Restriction Enzymes and Restriction Sites

Restriction enzymes are enzymes that cut recognize specific sequences on double-stranded DNA and cut the DNA in half at that sequence. The recognized sequence is called the restriction site. Restriction enzymes are called endonucleases because they cut double-stranded DNA, which is how DNA normally exists, at locations that are in between the ends of the DNA. There are more than 90 different restriction enzymes. Each recognizes a distinct restriction site. Restriction enzymes cleave their respective restriction sites 5,000 times more efficiently than other sites that they do not recognize.

The Right Orientation

Restriction enzymes come in two general classes. They either cut DNA into sticky ends or blunt ends. A sticky end has a short region of nucleotides, the building blocks of DNA, that is unpaired. This unpaired region is called an overhang. The overhang is said to be sticky because it wants to and will pair with another sticky end that has complementary overhang sequence. Sticky ends are like long-lost twins seeking to hug each other tightly once they meet. On the other hand, blunt ends are not sticky because all the nucleotides are already paired between the two strands of DNA. The advantage of sticky ends is that a fragment of human DNA can only fit into a bacterial plasmid in one direction. In contrast, if both the human DNA and bacterial plasmid have blunt ends, the human DNA can be inserted head-to-tail or tail-to-head into the plasmid.

Ligating Sticky Ends Requires Less DNA

Though DNA with stick ends have an easier time finding each other because of their “stickiness,” neither sticky ends nor blunt ends can fuse together into a continuous piece of DNA. Formation of a continuous piece of DNA that is completely linked requires an enzyme called a ligase. Ligases connect the backbones of nucleotides at the sticky or blunt ends, resulting into a continuous chain of nucleotides. Because sticky ends find each other faster due to their attraction for each other, the process of ligation requires less human DNA and less plasmid DNA. The blunt ends of DNA and plasmids are less likely to find each other, and thus ligation of blunt ends requires that more DNA is put into the test tube.

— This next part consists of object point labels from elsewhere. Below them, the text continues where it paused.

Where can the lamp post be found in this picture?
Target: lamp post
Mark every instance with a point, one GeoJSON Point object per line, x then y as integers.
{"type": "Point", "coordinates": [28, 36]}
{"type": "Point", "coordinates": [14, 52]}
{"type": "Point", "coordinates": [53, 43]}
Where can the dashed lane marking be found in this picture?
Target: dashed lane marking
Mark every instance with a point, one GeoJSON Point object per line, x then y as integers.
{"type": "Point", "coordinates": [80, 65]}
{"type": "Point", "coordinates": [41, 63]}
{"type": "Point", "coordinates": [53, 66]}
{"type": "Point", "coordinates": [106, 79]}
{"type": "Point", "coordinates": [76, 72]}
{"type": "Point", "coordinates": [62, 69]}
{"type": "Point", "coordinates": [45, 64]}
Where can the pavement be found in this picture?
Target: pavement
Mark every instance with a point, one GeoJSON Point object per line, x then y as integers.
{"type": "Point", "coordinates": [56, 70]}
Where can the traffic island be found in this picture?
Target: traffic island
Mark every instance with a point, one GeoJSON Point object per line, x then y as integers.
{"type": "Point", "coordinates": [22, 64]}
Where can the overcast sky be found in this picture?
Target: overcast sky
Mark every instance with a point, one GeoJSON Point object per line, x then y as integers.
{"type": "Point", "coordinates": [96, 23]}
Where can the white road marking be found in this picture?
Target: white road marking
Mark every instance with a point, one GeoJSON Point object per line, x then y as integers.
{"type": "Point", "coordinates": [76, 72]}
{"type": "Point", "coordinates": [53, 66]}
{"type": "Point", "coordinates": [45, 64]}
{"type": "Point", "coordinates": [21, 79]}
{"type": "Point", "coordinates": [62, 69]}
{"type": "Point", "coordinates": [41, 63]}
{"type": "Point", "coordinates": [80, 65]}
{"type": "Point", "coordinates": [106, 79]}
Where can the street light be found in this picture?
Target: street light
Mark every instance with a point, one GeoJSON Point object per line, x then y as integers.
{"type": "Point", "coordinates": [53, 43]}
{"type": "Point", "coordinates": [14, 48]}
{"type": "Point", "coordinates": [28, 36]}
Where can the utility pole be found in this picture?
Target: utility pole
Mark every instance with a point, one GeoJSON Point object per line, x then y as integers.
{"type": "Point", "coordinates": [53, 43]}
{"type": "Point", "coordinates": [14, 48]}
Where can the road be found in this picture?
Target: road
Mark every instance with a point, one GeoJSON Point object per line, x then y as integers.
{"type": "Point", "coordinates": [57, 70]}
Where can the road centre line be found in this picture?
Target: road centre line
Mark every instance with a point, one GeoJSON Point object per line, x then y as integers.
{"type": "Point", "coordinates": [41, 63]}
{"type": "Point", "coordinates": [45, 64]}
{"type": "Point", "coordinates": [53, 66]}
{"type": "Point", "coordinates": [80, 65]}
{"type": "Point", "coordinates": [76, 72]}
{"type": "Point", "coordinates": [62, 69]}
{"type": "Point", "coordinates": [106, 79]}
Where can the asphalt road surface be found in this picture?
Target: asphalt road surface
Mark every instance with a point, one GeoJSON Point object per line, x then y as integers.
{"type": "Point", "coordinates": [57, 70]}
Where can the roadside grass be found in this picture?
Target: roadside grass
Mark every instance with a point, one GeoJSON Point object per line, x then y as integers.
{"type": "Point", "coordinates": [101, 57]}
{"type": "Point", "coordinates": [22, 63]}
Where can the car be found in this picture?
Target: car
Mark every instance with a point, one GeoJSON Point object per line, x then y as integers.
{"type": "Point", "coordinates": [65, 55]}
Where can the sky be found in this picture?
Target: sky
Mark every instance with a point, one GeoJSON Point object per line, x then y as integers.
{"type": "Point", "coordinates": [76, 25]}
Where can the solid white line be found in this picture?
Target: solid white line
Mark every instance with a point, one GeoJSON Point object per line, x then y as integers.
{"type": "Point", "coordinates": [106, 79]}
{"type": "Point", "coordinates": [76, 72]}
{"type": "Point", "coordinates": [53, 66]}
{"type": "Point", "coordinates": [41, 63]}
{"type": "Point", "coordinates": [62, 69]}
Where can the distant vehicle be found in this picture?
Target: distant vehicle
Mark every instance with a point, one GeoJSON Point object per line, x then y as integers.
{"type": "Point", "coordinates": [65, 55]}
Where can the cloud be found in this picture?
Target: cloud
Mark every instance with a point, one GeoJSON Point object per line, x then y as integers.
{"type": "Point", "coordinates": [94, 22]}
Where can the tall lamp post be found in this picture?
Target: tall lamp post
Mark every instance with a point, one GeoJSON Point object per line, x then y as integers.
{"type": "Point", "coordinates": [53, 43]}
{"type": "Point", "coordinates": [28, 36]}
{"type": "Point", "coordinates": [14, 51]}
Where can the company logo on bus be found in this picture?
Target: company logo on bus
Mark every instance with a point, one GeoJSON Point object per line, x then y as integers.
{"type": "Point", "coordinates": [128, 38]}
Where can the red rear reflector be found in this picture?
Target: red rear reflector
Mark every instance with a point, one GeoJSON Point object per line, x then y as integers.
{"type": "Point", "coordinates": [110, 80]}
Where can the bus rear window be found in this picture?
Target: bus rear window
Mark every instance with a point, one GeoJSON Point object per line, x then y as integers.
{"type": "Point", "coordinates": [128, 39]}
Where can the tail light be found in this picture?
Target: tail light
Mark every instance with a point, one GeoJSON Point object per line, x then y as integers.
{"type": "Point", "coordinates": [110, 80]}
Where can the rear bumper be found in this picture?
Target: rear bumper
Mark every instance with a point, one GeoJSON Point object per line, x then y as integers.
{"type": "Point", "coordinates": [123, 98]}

Different Enzymes Can Give The Same Sticky End

Restriction sites are located throughout the genome of organisms, but are not evenly spaced. In plasmids, they can be engineered to be located right next to each other. Scientists who want to cut out a fragment of human DNA from the human genome must find restriction sites that are in front and in back of the region of the fragment. In addition to ensuring that a DNA fragment is inserted in the right direction, different sticky end enzymes can create the same sticky end even though they recognize different restriction sequences. For example, BamHI, BglII, and Sau3A have different recognition sequences but produce the same GATC sticky end. This increases the likelihood that there will be sticky end restriction sites that flank your human gene of interest.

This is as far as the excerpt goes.